Mallorcan artist Miquel Barceló has been pleasing the multitudes since the unveiling of his glorious chapel in Palma’s cathedral back in 2006. Inspired by the miracle of the loaves and fishes, he fashioned a vast ceramic tableau of cracked mud, skulls, bursting fruit and wriggling sea creatures.
“Creating a piece of work that envelops the spectator is the ambition of every artist,” says Barceló, who has fashioned an extraordinary ceramic tableau depicting the miracle of the loaves and fishes, spreading out like a skin over the walls of a chapel within Palma’s great Gothic church. “On this occasion I’ve been able to realize that ambition. If you stand at the foot of the wall where I portray submarine life, you’re standing where I’ve spent hundreds of hours under water.”
For four long months in 2003, Barceló scarcely came up for air. As a chilly spring gave way to a sweltering summer, the artist was submerged in his studio south of Naples, clambering over scaffolding, pummelling, beating, moulding, transforming the clay into a remarkable triptych representing the biblical miracle. On the left is the life-filled sea, on the right the land blessed with an abundance of crusty loaves and over-ripe, splitting and bursting fruit, and in the centre a spectral figure of the wounded, risen Christ.
The process began when Barceló was offered an honorary degree from the University of the Balearic Islands. The artist had enjoyed a meteoric rise. Initially influenced by Pollock, by 25 he had made it at both the Sao Paulo Bienal and the prestigious German art fair Documenta. Then came exposure at the Venice Biennale and New York’s Museum of Modern Art, both in 1984. By 2000, when he was approached about accepting the degree he was one of Spain’s most celebrated living artists.
His response was that he’d gladly accept but would also like to do something in his native Mallorca. A retrospective show in the cathedral was then proposed. The bishop, Teodoro Úbeda, soon commissioned the artist to make some new gargoyles, before deciding to offer him the job of transforming the entire chapel of Saint Peter.
Fish and the wonders of the deep have populated the artist’s imagination and work since the beginning of his career, during which he has repeatedly and effortlessly captured the fluidity, energy and mystery of the sea.

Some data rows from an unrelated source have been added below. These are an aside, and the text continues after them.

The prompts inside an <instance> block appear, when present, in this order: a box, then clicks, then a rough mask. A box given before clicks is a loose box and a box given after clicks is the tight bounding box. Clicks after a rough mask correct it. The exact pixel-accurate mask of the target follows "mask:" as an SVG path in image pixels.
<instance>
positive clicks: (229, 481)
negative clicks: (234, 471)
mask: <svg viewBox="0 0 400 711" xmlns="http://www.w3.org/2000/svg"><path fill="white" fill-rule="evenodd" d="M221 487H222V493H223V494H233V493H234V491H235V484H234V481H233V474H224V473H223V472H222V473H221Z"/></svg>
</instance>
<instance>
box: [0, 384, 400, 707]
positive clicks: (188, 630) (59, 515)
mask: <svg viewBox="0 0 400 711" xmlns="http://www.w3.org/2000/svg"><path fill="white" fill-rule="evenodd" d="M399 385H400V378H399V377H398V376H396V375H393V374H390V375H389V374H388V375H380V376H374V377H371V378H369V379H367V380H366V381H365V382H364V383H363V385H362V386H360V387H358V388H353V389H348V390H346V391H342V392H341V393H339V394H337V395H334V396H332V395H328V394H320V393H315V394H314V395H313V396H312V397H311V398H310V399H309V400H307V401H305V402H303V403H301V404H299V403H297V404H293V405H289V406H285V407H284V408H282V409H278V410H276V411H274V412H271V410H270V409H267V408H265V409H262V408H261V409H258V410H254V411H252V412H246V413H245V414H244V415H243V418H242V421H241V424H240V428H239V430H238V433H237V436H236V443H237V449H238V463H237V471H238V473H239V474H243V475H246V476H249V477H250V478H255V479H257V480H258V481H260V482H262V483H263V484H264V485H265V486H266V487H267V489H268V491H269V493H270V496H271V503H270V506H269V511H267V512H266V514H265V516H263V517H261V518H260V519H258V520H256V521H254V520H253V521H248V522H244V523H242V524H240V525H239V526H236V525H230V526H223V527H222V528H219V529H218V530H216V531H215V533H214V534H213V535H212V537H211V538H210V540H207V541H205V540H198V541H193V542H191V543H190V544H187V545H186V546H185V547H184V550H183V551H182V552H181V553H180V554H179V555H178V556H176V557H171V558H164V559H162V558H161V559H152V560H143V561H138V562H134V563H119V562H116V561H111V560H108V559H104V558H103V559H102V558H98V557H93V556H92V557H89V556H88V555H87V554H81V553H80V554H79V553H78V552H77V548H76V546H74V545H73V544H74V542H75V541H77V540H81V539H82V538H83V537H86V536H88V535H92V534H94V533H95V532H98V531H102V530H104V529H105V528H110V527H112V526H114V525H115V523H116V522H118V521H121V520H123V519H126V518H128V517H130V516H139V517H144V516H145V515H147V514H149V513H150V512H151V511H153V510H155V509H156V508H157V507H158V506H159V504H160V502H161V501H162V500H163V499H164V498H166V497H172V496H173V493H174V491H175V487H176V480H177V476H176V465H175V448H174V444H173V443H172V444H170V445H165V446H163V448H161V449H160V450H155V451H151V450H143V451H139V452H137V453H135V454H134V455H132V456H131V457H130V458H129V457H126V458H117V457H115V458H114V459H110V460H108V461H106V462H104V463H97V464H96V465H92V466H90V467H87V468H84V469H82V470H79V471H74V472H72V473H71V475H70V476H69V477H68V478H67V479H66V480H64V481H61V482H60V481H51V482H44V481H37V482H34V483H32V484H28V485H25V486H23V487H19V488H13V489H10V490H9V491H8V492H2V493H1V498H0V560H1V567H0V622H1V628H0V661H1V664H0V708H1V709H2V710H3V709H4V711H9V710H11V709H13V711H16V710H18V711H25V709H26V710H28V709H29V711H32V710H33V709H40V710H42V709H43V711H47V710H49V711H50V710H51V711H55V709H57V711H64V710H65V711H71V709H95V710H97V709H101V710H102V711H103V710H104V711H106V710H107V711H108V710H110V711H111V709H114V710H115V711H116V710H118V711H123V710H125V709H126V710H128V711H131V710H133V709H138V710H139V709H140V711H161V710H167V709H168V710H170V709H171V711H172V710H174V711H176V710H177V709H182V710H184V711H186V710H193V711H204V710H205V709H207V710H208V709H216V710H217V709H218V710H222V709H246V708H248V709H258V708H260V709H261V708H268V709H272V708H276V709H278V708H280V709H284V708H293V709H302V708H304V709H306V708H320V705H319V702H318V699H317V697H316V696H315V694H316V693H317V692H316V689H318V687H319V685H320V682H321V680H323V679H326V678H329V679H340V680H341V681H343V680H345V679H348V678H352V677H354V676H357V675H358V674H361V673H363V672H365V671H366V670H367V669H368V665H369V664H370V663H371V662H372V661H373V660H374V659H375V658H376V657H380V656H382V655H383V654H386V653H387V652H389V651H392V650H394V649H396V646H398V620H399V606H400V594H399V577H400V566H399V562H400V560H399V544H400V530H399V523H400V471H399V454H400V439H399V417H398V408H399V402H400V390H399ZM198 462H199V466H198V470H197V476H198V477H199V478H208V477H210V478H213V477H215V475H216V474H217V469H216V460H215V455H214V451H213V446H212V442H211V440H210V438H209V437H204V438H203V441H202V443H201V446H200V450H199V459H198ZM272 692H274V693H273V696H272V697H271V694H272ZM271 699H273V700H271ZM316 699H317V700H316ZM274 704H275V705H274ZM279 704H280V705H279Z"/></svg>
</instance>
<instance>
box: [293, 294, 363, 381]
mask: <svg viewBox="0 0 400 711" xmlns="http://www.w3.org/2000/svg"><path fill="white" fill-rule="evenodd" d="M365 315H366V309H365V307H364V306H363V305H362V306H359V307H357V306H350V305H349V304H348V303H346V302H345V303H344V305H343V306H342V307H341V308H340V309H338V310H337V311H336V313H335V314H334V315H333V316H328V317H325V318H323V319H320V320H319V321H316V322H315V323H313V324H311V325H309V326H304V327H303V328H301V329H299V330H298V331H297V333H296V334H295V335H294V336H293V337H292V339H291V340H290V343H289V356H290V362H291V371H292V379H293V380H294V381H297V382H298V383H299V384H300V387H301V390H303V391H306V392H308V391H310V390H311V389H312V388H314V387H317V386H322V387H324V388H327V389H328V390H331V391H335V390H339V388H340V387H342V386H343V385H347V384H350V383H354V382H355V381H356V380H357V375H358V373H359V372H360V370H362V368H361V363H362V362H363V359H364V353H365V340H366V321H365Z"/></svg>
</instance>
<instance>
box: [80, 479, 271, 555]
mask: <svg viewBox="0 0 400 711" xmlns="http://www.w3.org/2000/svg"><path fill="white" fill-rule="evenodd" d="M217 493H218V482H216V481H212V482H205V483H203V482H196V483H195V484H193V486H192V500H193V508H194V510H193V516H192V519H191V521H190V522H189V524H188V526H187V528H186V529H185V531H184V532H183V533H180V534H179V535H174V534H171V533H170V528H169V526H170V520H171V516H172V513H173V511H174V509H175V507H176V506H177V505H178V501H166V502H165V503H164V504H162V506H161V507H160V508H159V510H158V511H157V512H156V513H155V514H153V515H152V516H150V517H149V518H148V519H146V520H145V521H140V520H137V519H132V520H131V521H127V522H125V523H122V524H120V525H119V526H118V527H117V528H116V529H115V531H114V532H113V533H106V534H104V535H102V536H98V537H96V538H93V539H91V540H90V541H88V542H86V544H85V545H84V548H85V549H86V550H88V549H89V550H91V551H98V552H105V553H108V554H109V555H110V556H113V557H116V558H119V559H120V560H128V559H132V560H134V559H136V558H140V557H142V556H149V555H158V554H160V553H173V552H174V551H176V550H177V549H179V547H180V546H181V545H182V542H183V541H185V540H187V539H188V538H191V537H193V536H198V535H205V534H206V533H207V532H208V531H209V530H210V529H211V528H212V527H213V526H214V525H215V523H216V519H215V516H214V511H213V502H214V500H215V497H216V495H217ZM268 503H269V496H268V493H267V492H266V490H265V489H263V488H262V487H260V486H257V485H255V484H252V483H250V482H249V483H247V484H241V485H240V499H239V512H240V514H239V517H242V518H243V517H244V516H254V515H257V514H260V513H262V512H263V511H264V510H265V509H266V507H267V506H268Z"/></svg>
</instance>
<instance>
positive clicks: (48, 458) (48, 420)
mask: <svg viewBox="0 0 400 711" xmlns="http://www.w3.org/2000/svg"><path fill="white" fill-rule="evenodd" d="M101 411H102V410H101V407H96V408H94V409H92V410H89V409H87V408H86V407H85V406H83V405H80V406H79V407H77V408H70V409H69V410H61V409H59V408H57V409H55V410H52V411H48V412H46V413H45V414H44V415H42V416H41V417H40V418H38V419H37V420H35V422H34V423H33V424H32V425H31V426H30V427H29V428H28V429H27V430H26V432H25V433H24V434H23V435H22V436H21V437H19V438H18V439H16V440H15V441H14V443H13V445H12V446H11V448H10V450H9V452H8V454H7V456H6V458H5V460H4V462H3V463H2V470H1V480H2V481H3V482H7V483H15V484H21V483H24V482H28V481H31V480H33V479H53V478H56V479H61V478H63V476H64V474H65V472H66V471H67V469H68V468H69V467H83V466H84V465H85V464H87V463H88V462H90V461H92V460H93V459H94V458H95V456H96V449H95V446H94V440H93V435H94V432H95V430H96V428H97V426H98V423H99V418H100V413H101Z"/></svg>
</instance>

With gaping eyes, the fish peer out from the distorted, watery depths. They cruise, wriggle and writhe, flap, dart, and dive among the rocks and along the seabed; others come swirling down in great, teeming shoals from the distant, unquiet surface. At the bottom, tossed into the maelstrom, surrounded by squirming eels and submerged deep in the pulsating composition, is the viewer.
To achieve this miracle, Barceló improvised and invented new techniques. “When I started out, I made a giant octopus using bakery utensils I’d never used before. I made the tools I needed: I used kitchen utensils; I used one that minces meat. I didn’t even know what some of them were originally for. I made lots of loaves of bread though they were more like blobs than bread until one day I realized I had to dry the mud. With the help of a hair dryer the blobs were transformed into bread. The power of clay to transmute into meat, bread and fish is astonishing.”
And, considering the subject matter, supremely apt.